The refugee crisis in Turkey and Istanbul is approaching a crisis point. Due to the increased intensity of fighting in northern Syria, another half-million Syrians are expected to enter Turkey in the coming weeks and months, according to United Nations estimates.
Awath Darwish and his family arrived in Istanbul only a day before speaking with MintPress. The fled the advancing Islamic State of Iraq and Syria militants who have been making steady gains toward their home in Kobane, a Kurdish-majority city in northern Syria.
“When we got here a friend from our family let us stay in her house the first night,” Darwish said, sitting crosslegged on a worn patch of grass in Istanbul’s lively Aksaray district. “There are 12 of us, though.
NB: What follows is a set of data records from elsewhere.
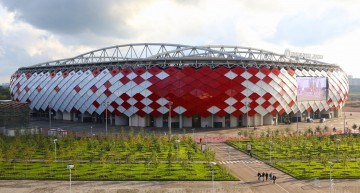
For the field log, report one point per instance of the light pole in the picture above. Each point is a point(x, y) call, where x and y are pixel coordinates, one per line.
point(177, 148)
point(212, 164)
point(229, 157)
point(170, 104)
point(55, 140)
point(270, 144)
point(247, 114)
point(50, 112)
point(331, 184)
point(69, 166)
point(338, 141)
point(106, 104)
point(297, 118)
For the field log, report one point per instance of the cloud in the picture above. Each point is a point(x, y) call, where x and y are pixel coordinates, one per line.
point(74, 17)
point(303, 29)
point(40, 30)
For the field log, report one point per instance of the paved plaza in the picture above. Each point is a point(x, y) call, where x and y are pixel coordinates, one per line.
point(244, 167)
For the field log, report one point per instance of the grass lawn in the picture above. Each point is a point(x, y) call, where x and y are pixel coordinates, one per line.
point(125, 157)
point(307, 157)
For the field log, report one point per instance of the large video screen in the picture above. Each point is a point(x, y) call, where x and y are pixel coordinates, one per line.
point(312, 88)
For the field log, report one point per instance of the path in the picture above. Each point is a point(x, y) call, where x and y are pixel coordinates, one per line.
point(246, 169)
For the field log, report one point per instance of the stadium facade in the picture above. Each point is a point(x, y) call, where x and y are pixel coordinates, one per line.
point(200, 86)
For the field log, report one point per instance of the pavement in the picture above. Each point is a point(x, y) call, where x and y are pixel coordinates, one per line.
point(246, 169)
point(240, 164)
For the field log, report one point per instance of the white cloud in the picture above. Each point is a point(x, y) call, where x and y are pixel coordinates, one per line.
point(243, 23)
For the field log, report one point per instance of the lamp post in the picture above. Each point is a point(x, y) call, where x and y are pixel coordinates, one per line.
point(69, 166)
point(297, 118)
point(170, 104)
point(270, 144)
point(177, 148)
point(106, 104)
point(338, 142)
point(50, 112)
point(229, 157)
point(212, 164)
point(55, 140)
point(247, 114)
point(331, 184)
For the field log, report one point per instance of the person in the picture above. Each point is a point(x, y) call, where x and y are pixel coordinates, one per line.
point(274, 179)
point(266, 176)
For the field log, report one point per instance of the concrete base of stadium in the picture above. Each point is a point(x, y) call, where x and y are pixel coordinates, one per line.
point(181, 121)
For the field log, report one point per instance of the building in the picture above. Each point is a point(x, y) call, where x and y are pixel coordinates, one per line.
point(201, 86)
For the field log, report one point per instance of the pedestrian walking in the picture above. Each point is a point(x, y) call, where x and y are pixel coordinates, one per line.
point(266, 176)
point(274, 179)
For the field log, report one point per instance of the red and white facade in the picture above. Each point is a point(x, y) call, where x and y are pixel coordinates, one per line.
point(201, 96)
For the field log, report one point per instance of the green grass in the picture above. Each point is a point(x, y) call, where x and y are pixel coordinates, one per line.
point(112, 171)
point(306, 157)
point(129, 157)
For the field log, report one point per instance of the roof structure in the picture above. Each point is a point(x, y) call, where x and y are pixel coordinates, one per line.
point(163, 55)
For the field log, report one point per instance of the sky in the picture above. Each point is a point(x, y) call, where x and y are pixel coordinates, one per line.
point(37, 31)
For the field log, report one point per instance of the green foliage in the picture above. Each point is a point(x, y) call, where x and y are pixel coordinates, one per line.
point(4, 93)
point(308, 156)
point(134, 156)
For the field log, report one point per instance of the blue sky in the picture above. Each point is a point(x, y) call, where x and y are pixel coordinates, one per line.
point(36, 31)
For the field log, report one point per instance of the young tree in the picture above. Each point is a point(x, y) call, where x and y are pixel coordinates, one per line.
point(169, 160)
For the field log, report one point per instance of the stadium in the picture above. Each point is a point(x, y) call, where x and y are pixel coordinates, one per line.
point(197, 86)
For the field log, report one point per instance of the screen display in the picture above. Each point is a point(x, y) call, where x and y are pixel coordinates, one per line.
point(312, 88)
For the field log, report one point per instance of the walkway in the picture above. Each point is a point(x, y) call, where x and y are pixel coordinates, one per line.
point(246, 169)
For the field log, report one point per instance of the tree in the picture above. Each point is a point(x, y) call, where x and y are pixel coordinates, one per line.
point(169, 160)
point(354, 126)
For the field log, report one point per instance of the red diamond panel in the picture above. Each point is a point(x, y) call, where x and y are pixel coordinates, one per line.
point(126, 71)
point(115, 105)
point(266, 104)
point(138, 80)
point(253, 70)
point(267, 79)
point(114, 71)
point(107, 92)
point(124, 80)
point(96, 104)
point(93, 88)
point(275, 71)
point(139, 71)
point(124, 97)
point(77, 88)
point(265, 71)
point(254, 79)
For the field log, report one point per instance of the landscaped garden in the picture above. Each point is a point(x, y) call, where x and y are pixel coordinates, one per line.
point(123, 156)
point(306, 155)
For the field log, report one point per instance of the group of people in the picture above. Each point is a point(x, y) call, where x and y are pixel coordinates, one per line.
point(265, 177)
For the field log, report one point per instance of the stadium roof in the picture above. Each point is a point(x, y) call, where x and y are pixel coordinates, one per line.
point(164, 55)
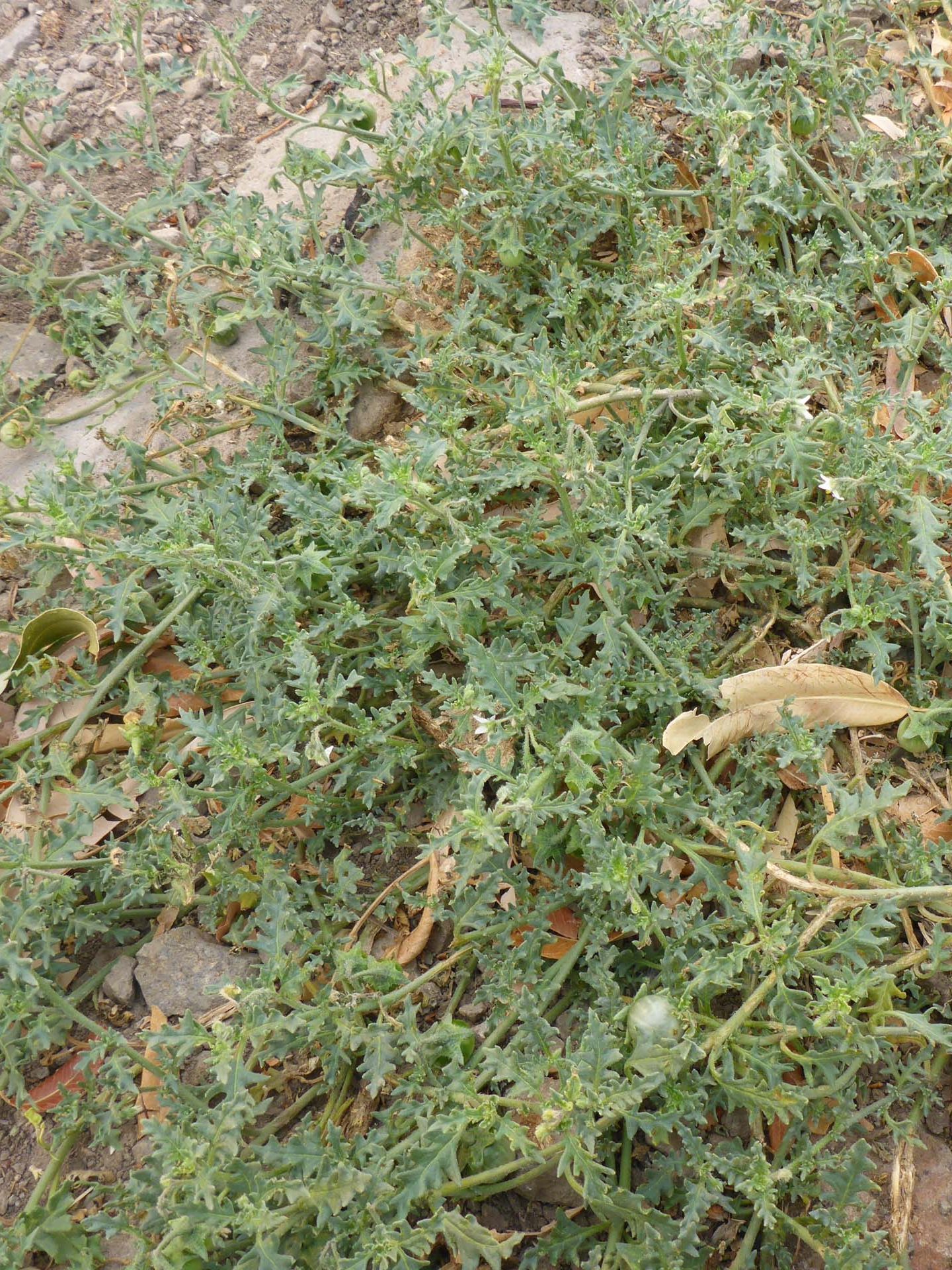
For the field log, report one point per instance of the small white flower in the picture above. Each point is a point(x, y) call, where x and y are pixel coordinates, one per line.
point(801, 409)
point(481, 728)
point(830, 486)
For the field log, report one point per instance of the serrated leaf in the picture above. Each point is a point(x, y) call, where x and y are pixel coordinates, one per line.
point(681, 732)
point(473, 1245)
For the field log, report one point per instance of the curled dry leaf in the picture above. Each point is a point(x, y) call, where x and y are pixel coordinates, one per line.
point(703, 539)
point(924, 812)
point(786, 827)
point(50, 1093)
point(150, 1083)
point(681, 732)
point(441, 872)
point(889, 127)
point(814, 693)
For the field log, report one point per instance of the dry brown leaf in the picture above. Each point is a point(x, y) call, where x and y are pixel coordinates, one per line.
point(815, 694)
point(889, 127)
point(918, 263)
point(941, 42)
point(786, 827)
point(703, 539)
point(165, 920)
point(150, 1083)
point(441, 872)
point(811, 680)
point(681, 732)
point(841, 712)
point(924, 812)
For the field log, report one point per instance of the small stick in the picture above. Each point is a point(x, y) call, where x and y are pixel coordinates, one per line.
point(280, 127)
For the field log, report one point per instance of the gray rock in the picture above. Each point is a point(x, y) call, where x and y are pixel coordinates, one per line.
point(179, 970)
point(171, 234)
point(749, 60)
point(196, 87)
point(75, 81)
point(121, 1250)
point(38, 359)
point(22, 36)
point(128, 112)
point(332, 18)
point(549, 1189)
point(77, 366)
point(118, 984)
point(372, 411)
point(314, 71)
point(55, 131)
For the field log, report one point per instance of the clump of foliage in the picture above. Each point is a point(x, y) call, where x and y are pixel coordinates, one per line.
point(640, 310)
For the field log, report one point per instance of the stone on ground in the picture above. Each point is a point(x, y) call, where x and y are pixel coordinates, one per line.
point(40, 359)
point(178, 972)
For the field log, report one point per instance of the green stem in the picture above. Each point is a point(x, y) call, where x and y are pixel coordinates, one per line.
point(51, 1174)
point(122, 668)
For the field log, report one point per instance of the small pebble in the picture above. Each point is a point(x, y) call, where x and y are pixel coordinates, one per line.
point(128, 112)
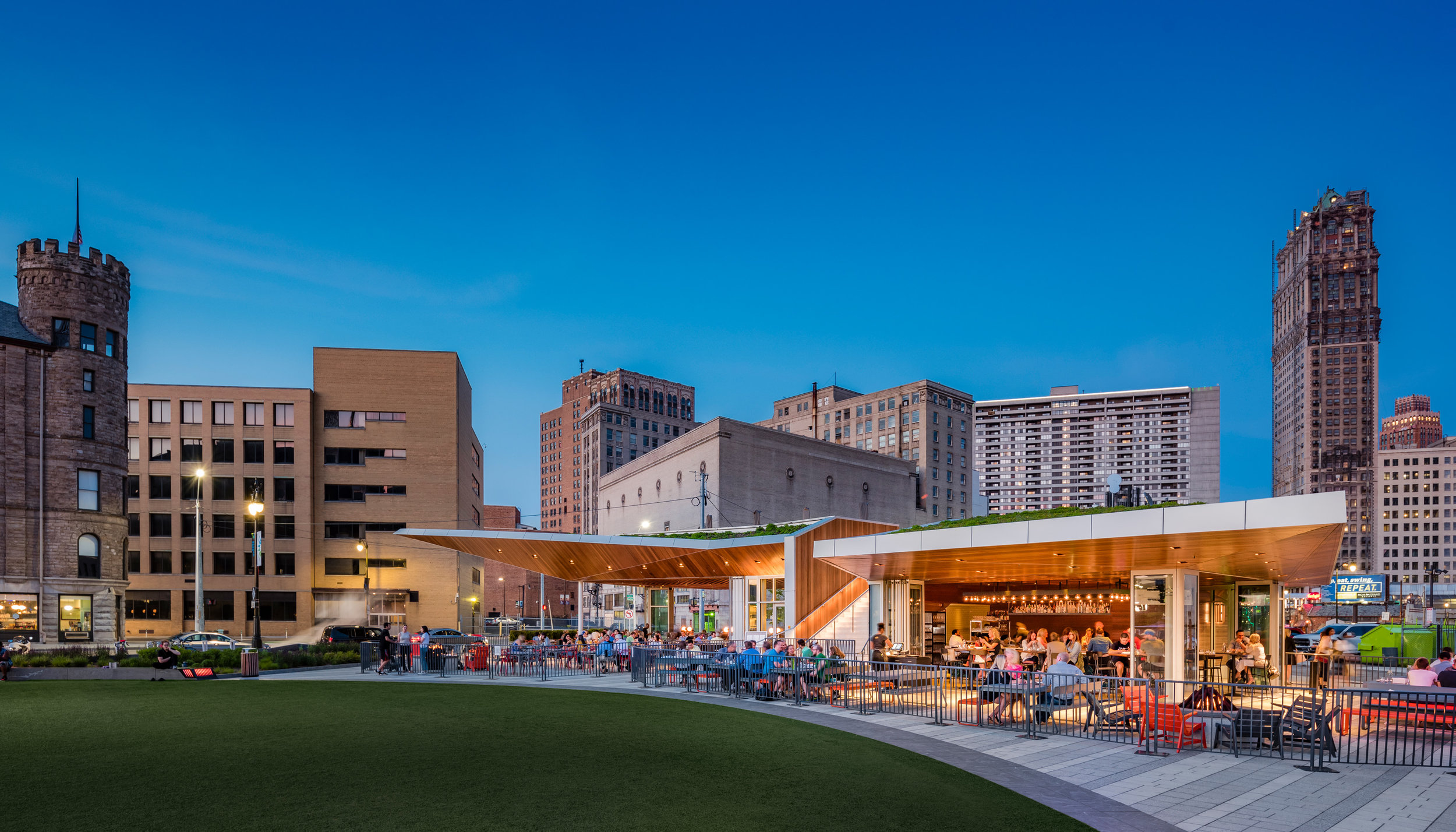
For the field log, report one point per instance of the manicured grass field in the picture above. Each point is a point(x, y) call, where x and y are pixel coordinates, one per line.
point(354, 755)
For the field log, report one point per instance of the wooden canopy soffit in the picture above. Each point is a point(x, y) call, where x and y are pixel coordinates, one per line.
point(639, 562)
point(1289, 554)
Staying with her isn’t sustainable.”
Darwish wears a pair of blue pajamas. These pajamas are the clothes he wore when he fled Syria, and now they’re the only clothes he has. He and his family fled amid chaos, carrying very little, as ISIS advanced further toward Kobane. Fears that the militants would get to Kobane before the family could be smuggled over the border prompted Darwish and his family to get out as soon as the opportunity presented itself.
“We don’t really have anything with us but a few quickly packed bags and the clothes we are wearing. I’m not sure what we are doing in Istanbul. We thought there would be opportunities here, but I don’t know now,” Darwish said, motioning toward three different groups of homeless women and children in his view. “There seems to be a lot of people who maybe had this idea and aren’t having any luck here.”
“The reality here is a difficult one”
Unlike Darwish, some of the refugees that MintPress spoke to were initially placed in a refugee camp after managing to escape over the border from Syria to Turkey. They later made the journey to Istanbul, where they hoped to find work and start a new life for themselves and their families. The reality, however, has been harsh. Work has been almost impossible to come across, and asking for money on the street, with open hands outstretched to passersby, has become the only viable means of making money for many.
“The camps were horrible,” Suzan Karasu said, sitting on the ground near a busy metro station, with small packs of tissues lined in front of her. “I thought I could come here to find some sort of work, but I am just here selling these tissues, it isn’t much.”
For the most part, the refugees who MintPress spoke to on the bustling streets of Istanbul said they had not been hassled much by passersby. Most said they have largely been ignored, except for the few individuals who would drop some coins their way.
However, they’ve had a quite different experience with Turkish police. Stories of intimidation, harassment and being physically moved to different neighborhoods are common. Because of this, refugees frequently move around in order to avoid, as much as possible, issues with the local police force.
With winter on the horizon, and an upsurge in refugees from Syria expected in the coming weeks, the meager amounts of money made from street begging will dwindle, just as shelter and food will be most critically needed. After surviving the destruction of war in the world’s deadliest country, respite appears slow to come for Istanbul’s Syrian refugees, who continue to face challenge after challenge just to survive.
“The reality here is a difficult one,” Darwish said. “All the people here have run from Kobane to Istanbul, now the street floors are full of people and more people are coming. We have nowhere to stay, we have no food or house. We just want to be safe, but I don’t know how long we will be living like this, probably in winter and then I don’t know what we will do.”